The Random Forest did the best to predict the Outcome variable of determining if a patient is diabetic.

pred <- predict(forest, newdata = test)
result <- table(test$Outcome, pred)

cm3 <- confusionMatrix(data = pred, reference = test$Outcome, positive = "1")

cm3
## Confusion Matrix and Statistics
## 
##           Reference
## Prediction  0  1
##          0 70  5
##          1 26 45
##                                           
##                Accuracy : 0.7877          
##                  95% CI : (0.7124, 0.8509)
##     No Information Rate : 0.6575          
##     P-Value [Acc > NIR] : 0.0004157       
##                                           
##                   Kappa : 0.5716          
##                                           
##  Mcnemar's Test P-Value : 0.0003280       
##                                           
##             Sensitivity : 0.9000          
##             Specificity : 0.7292          
##          Pos Pred Value : 0.6338          
##          Neg Pred Value : 0.9333          
##              Prevalence : 0.3425          
##          Detection Rate : 0.3082          
##    Detection Prevalence : 0.4863          
##       Balanced Accuracy : 0.8146          
##                                           
##        'Positive' Class : 1               
## 

Model Comparisons

The best model in all metrics, except sensitivity, is the Random Forest Model (Model 3). Model 1 is the most simple of the models which is best if interpretability is desired, but is outperformed my the other models. Model 2 has greater predictive power than Model 1 but does not outperform Model 3. Model 3 has the best predictive power, but is the least interpretable of the Models. As the objective of the assignment is to predict the outcome of a particular feature, I believe Model 3 is the best model to use for this classification task.

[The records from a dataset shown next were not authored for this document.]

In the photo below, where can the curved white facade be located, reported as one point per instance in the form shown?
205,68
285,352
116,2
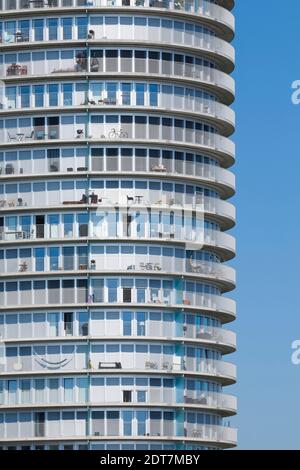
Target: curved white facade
115,156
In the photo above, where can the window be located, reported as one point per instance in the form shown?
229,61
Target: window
68,323
39,424
52,24
127,422
25,391
127,396
141,396
68,390
67,28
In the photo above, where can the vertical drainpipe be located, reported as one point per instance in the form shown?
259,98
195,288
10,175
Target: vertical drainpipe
87,134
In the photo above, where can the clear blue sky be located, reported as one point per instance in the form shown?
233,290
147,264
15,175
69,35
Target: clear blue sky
268,231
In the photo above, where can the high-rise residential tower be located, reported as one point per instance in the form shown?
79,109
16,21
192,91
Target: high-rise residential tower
115,150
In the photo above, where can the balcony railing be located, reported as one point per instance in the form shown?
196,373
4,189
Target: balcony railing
198,40
214,400
201,8
215,173
113,264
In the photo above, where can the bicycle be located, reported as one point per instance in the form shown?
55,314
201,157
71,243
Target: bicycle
120,134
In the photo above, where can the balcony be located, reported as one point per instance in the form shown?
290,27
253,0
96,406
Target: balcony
207,43
208,11
226,404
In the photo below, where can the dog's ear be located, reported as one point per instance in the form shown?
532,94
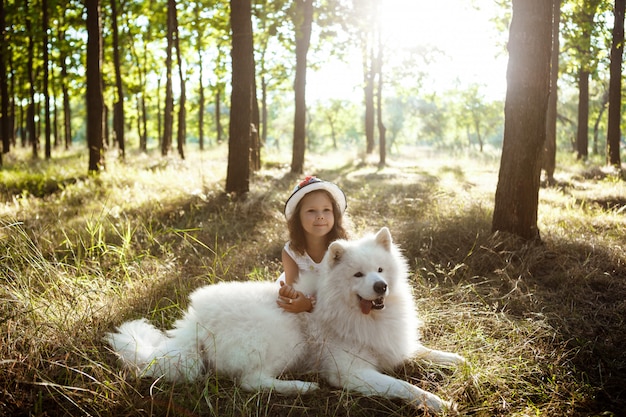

accuracy <- c(cm1$overall[1], cm2$overall[1], cm3$overall[1])
kappa.val <- c(cm1$overall["Kappa"], cm2$overall["Kappa"], cm3$overall["Kappa"])
precision.val <- c(cm1$byClass['Pos Pred Value'], cm2$byClass['Pos Pred Value'], cm3$byClass['Pos Pred Value'] )
sensitivity.val <- c(cm1$byClass['Sensitivity'], cm2$byClass['Sensitivity'], cm3$byClass['Sensitivity'])

specificity.val <- c(cm1$byClass['Specificity'], cm2$byClass['Specificity'], cm3$byClass['Specificity'])

model.type <- c("Model 1: Simple Decision Tree", "Model 2: Complex Decision Tree", "Model 3: Random Forest")
results <- data.frame(model.type,
           accuracy,
           kappa.val,
           precision.val,
           sensitivity.val,
           specificity.val)

results$f1.score <- 2 * ((results$precision.val * results$sensitivity.val) / (results$precision.val + results$sensitivity.val))

results <- results %>%
  mutate_if(is.numeric,
            round,
            digits = 3)

kableExtra::kbl(results) %>%
  kableExtra::kable_classic()
model.type accuracy kappa.val precision.val sensitivity.val specificity.val f1.score
Model 1: Simple Decision Tree 0.644 0.352 0.490 0.94 0.490 0.644
Model 2: Complex Decision Tree 0.747 0.480 0.597 0.80 0.719 0.684
Model 3: Random Forest 0.788 0.572 0.634 0.90 0.729 0.744

Conclusion

This assignment showcased some of the pros and cons to using one algorithm to another. For example, the decision trees produced a result extremely fast but at a cost of predictive power. Random forests, on the other hand, produced a model with much greater predictive power at the cost of both computational speed and model interpretability. There is a stark difference in model interpretability between the simple (Model 1) and the complex (Model 2) decision trees. Model 1 only used 4 decision nodes to generate the classifier which is easy to follow. Model 2 used 19 decision nodes (almost 5 times the number of decisions) to generate an outcome. The higher the decision nodes, the more easily a person can get lost when attempting to understand the model.

Like what was mentioned in the article, there are good, bad, and ugly sides to using a decision tree. Unbalanced data is not great for tree based models. To give the model a fighting chance at predicting the positive class, resampling of the data was used. This adjustment paired with the 10 fold cross validation overcame the usability problem through continuous improvement of the models.